Facilities under Sheriff Ashe’s administration received 27 consecutive audits of 95% or higher by the American Correctional Association with an average score of 98.39. In 1996, the Hampden County Sheriff’s Department became the first County Correctional Department in the nation to be awarded four separate accreditations from the American Correctional Association for four different levels of security.

Former Sheriff Michael Ashe was a believer in “community corrections.”  He believed that a County Correctional Facility should be part of the community, rather than an isolated “fortress in the woods.” Toward that end, he has established 300 community partnerships with non-profit and public agencies throughout the county to assist in the correction and community re-entry effort.

The Hampden County Sheriff’s Department community corrections program is the subject of an entire chapter of the book “Sensible Justice” by Daniel C. Anderson.

In February of 1990, Sheriff Ashe commandeered a National Guard Armory as a temporary correctional facility because of the lack of space for those remanded to his custody, which the Boston herald called a “smart, gutsy move.”

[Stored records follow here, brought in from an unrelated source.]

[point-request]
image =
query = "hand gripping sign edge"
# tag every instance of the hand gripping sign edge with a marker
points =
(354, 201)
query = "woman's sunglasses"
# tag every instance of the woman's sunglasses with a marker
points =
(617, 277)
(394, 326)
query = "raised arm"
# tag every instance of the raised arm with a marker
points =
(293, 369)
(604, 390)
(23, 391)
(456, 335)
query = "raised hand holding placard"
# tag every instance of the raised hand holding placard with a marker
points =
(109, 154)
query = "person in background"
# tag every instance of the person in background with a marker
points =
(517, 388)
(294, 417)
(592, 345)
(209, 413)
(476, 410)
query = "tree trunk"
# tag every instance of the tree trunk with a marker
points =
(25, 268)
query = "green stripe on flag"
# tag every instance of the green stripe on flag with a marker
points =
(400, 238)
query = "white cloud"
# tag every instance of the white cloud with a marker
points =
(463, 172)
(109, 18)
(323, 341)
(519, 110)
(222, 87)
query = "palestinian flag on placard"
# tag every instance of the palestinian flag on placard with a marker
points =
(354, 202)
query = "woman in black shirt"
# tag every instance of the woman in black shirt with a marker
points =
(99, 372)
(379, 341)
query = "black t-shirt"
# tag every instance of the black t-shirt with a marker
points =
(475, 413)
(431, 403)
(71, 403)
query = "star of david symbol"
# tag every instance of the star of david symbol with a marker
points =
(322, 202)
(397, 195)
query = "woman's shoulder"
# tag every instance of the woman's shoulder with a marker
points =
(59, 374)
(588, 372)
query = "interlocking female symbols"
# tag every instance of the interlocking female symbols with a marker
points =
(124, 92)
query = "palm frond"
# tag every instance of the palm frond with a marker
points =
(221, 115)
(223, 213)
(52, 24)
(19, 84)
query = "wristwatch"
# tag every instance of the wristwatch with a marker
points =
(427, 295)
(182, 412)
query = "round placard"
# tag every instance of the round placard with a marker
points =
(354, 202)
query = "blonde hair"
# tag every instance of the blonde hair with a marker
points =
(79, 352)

Sheriff Ashe was a past president of the Massachusetts Sheriffs Association. He received, among other awards:

  • The White House “Champions of Change” Award
  • The Howard B. Gill Lifetime Achievement Award for “outstanding commitment to the field of criminal justice and his sense of justice, firmness balanced with kindness, and the courage to take chances.”
  • The Beverly Ross Fliegel Public Service Memorial Award for “bringing a clear vision of social justice to the criminal justice system.”
  • The annual President’s Award of the Massachusetts Sheriffs Association “In recognition of courageous actions on behalf of the citizens of Hampden County.”
  • The William Pynchon Award for contribution to the Western Massachusetts community
  • And honorary Doctorates from American International College, Elms College, Western New England University and Westfield State University

Mike and Barbara Ashe are the parents of six and the grandparents of eighteen.